TRAVERSE CITY – When Academy Award-winning filmmaker and northern Michigan resident Michael Moore announced that Traverse City would be hosting its own film festival and that he would be heading it, he was confronted with his fair share of skeptics. Doubts were put to rest when the 1st Annual Traverse City Film Festival experienced an overwhelming success, putting Traverse City on the map for culture rather than agriculture, bringing the community together and contributing to the area's economy.
In its first year, the Traverse City Film Festival received more than 50,000 admissions and lured movie fans from all over Michigan, Illinois, Ohio and Canada. It is estimated that more than $1 million dollars was pumped into local businesses during the Festival, which proved to be more successful than the infamous Sundance Film Festival in its first year. One local newspaper described last year's festival as "The best thing to happen since the Ice Age left us Lake Michigan."
Film festivals in small towns like Traverse City have increased across the nation in the past few years, proving to be not only a great way to attract dollars and movies that would otherwise not be viewed in such small locales, but also a great way to bring the community together for the timeless tradition of cinema.

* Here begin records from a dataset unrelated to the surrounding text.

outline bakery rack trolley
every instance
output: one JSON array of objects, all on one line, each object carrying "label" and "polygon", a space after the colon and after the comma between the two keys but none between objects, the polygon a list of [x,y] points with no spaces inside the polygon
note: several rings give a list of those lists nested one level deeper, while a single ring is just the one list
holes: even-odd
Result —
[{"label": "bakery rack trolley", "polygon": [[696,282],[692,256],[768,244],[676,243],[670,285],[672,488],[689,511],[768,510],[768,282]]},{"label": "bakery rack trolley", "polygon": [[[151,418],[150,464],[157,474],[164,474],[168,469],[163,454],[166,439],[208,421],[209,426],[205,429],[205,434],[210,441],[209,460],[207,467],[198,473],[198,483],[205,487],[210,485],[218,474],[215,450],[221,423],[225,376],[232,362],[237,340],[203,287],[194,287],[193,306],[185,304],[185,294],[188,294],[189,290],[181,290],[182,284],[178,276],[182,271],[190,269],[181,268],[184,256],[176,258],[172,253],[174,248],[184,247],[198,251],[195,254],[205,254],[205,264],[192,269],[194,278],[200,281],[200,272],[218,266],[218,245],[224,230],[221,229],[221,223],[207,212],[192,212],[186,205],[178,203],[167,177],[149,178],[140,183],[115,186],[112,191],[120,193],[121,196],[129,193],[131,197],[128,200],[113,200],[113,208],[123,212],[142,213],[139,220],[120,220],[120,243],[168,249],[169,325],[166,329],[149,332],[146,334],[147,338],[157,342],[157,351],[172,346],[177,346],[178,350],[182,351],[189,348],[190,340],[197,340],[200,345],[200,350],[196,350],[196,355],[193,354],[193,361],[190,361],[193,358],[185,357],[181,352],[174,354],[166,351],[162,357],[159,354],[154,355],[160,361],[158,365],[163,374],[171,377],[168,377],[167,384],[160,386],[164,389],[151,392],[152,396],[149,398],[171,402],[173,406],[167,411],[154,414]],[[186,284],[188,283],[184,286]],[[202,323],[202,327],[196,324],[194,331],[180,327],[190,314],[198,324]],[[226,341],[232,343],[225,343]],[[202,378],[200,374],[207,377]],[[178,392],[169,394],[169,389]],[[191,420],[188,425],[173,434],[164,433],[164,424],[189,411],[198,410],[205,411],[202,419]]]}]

One such community, Bend, Ore., approximately the size of Grand Traverse County, will hold its third film festival this October. Bend is a rapidly growing community and tourist destination similar to Traverse City with its historic downtown district and picturesque location. In its two year history, the BendFilm Festival has seen "rapid growth and its popularity has exceeded most expectations, and has attracted a predominantly regional (and in some instances, national) audience to Bend for the festival," according to Festival Public Relations Director Justin Yax. "At the same time, it is also an event that is hugely popular with the local audience, and was created in part to bring culture to our growing community."
Back in Traverse City, our film festival has not only brought culture, but has contributed to the city's economy. The question is…how much? A Film Festival press release states simply that "with its 50,000 admissions in summer 2005, the festival added significantly to the local economy."
It's difficult to calculate an exact number on just how much money was pumped into the community, though research shows that "cultural travelers" spend more on average than the average U.S. traveler. Cultural travelers spend more money per trip ($615) than the average U.S. traveler ($425), stay longer per trip (4.7 nights compared to 3.3 nights), and are more likely to engage in shopping activities (45 percent compared to 33 percent).
According to Traverse City Area Chamber of Commerce President Doug Luciani, it's about more than just the money, however.
"I can't think of a better example of a way to grow businesses and build the community," said Luciani. "If we didn't already have it, the reality is, we'd be spending hundreds of hours to find a way to get it."
The 2006 Traverse City Film Festival will see minor changes from last year's event. While the venues will stay the same (the State Theatre, Open Space, City Opera House, and the Old Town Playhouse), the event will take place July 31 through August 6, with six full days of movies compared to last year's five day event. There will be a 50 percent increase in screenings this year, with nearly 50 films scheduled to be shown.